- The American Association of University Professors has censured the University of Missouri and the College of Saint Rose for separate incidents of faculty firings and layoffs.
- AAUP called Mizzou’s firing of professor Melissa Click for threatening a student journalist a “circumvention of university procedures” for faculty discipline, while Saint Rose’s firing of 23 tenured professors also received a unanimous vote for censure after the association said that the effort to rightsize finances through layoffs did not meet appropriate standards for faculty inclusion in the decision-making process.
- Both schools called AAUP’s actions inconsistent with facts in both cases, with Saint Rose calling out AAUP’s policies that last changed “50 years ago” and are not required for the university to adopt.

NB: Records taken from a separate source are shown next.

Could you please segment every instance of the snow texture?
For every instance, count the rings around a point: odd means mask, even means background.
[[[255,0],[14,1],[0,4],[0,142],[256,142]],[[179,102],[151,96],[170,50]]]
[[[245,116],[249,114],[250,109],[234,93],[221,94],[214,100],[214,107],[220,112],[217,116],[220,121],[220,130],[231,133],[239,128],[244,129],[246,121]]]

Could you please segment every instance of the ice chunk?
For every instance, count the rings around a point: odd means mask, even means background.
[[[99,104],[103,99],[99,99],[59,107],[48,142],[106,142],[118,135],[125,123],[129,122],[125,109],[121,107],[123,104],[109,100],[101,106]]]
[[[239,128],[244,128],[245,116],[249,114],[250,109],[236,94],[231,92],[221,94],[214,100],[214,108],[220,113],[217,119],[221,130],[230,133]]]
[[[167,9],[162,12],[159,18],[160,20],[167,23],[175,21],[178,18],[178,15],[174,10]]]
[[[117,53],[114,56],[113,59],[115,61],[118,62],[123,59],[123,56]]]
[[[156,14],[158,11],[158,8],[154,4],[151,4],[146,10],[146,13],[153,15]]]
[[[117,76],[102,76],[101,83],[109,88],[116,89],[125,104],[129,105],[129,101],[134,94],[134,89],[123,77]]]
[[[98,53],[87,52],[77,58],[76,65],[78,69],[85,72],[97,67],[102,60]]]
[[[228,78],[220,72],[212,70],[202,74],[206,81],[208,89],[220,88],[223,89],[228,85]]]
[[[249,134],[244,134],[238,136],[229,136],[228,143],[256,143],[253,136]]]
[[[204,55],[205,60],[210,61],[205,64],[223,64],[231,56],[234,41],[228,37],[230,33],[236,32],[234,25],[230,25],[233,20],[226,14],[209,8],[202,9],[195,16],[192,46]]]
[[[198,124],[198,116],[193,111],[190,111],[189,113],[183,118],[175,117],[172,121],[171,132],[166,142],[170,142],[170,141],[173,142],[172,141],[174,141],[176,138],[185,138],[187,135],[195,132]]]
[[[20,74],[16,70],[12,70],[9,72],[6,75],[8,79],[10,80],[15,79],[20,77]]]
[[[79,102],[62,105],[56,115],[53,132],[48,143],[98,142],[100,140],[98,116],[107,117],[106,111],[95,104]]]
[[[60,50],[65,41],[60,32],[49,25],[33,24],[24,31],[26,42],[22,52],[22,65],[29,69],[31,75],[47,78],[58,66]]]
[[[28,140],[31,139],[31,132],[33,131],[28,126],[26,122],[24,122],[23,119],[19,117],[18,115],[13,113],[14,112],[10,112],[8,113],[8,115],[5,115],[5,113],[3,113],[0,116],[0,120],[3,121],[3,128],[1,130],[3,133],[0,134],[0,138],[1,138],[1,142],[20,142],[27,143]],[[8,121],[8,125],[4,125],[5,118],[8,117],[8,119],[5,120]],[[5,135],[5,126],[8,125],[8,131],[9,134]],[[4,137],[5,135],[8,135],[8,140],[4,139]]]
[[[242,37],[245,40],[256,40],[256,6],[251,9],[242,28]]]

AAUP’s actions against schools for academic freedom, shared governance and employment protection do an amazing job of lifting up the plight and importance of professors on college campuses. And schools are smart to pay attention to their decisions and to use them as guidance on how to avoid certain pitfalls in administration.
But the tone from Mizzou and Saint Rose indicates a certain righteous indignation from institutions about the opinions of faculty for decisions that could costs schools millions. Given the timing of Click’s actions, Mizzou would’ve been in a far greater struggle with hundreds of students and millions of news consumers by preserving her right to due process than in just firing her for behavior that even AAUP found to be objectionable.
For Saint Rose, the question comes back to a sense of preserving long-term solvency for an institution, which in many cases involves the ability to manage the salaries and benefits of long-serving professors. Certainly the college could have been more forthright with its financial realities and sought the engagement of faculty in negotiating retirement buyouts or restructuring.
But ultimately, it appears that the sanctions and censures of AAUP are little more than awareness building tools and media ammo, and not decisions which can positively support faculty autonomy and support on campus.